When an emergency strikes, your first instinct might be to head to the hospital. While this is the best move when facing a medical situation, there isn’t too much an emergency room can do to treat dental concerns. At most, they can prescribe antibiotics or pain relievers. They can’t treat the underlying cause of the problem.

It’s best to visit your emergency dentist. We will find the source of the issue and provide the appropriate treatment to stop your pain and save your smile; however, if you suspect a broken jaw or you have a medical emergency, go to the hospital first. We will be here for you after you’re released.

Can I wait to see my dentist?

No one has the time in their day for an unplanned trip to their dentist. It’s tempting to wait to see your dentist until you have a bit more flexibility in your schedule. Although this might be the convenient solution, you might lose your tooth.

Instead, it’s best to contact our office as soon as possible. We do everything we can to provide same-day appointments and use the latest technologies to spend less time in the dental chair. You’ll enjoy accessible services without compromising the quality of the results.

Should I have my tooth extracted?

A problematic tooth can be a leading source of discomfort if it isn’t treated.
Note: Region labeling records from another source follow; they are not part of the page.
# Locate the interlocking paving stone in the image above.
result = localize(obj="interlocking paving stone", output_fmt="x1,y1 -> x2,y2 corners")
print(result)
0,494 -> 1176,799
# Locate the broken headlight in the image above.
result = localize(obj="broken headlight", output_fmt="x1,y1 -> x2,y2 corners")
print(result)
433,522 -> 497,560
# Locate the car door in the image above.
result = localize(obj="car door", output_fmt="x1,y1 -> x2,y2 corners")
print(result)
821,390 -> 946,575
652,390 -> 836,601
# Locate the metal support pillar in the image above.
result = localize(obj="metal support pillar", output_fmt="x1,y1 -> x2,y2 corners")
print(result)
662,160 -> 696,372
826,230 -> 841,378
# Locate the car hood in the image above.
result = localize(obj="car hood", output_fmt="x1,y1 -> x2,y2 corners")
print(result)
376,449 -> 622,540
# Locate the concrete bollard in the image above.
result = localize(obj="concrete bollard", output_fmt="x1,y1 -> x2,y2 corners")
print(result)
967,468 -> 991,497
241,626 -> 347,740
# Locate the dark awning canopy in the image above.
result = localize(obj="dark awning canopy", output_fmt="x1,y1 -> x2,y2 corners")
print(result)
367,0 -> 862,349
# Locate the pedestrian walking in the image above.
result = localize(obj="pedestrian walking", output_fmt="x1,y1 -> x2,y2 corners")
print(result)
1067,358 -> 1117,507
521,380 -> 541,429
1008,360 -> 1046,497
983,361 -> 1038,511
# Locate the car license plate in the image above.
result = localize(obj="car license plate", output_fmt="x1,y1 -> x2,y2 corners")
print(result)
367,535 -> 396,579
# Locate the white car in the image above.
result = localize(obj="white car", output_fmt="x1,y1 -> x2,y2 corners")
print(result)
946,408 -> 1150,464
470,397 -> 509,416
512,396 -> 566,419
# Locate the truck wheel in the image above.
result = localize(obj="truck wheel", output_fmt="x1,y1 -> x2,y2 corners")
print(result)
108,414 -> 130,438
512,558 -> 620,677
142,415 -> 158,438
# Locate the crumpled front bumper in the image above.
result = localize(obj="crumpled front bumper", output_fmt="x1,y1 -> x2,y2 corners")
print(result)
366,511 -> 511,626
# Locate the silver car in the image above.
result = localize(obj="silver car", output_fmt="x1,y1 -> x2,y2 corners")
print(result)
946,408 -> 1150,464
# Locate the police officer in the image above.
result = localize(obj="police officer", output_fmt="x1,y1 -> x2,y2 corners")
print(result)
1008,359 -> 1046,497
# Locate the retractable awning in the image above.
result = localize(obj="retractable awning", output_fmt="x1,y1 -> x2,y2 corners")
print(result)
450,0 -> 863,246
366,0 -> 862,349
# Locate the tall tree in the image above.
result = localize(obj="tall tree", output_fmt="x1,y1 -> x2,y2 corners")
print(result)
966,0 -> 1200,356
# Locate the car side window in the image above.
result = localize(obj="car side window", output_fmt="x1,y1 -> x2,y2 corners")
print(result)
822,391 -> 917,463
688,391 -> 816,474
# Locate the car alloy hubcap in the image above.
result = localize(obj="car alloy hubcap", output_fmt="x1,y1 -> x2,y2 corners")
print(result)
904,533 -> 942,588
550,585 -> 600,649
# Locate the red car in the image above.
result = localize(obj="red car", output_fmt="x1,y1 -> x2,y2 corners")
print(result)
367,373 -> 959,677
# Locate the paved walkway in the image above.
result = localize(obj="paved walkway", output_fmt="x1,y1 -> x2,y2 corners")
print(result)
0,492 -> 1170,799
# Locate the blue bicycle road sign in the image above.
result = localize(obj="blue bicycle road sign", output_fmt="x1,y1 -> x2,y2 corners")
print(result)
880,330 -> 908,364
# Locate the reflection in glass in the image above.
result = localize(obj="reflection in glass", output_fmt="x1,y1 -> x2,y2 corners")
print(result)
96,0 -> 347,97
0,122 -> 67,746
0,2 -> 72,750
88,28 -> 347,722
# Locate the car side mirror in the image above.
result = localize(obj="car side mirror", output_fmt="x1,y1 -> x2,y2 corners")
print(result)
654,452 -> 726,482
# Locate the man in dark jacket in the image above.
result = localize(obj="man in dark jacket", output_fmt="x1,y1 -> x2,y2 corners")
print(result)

Extracting it will eliminate the issue, but it opens the door to a new list of complications because every tooth is essential to your oral health and functions. If one is missing, you’ll need to invest in a dental prosthetic to save your smile from additional damage.

You can avoid the hassle by having your tooth treated. We will evaluate it to provide the appropriate treatment. If there aren’t any viable options to restore its health, we will recommend having it removed. If an extraction is in your best interest, we will take the time to explain your replacement options, like using a dental implant.

Can I use my dental insurance?

Every policy differs, but most dental insurances will cover at least 1 emergency visit per year. Our office will work on your behalf with your insurance carrier to file the necessary claims and forms to reduce the amount you need to pay out-of-pocket. We accept a variety of payment options for any remaining balance. We will help you find the solutions you need to rehabilitate your smile without breaking the bank.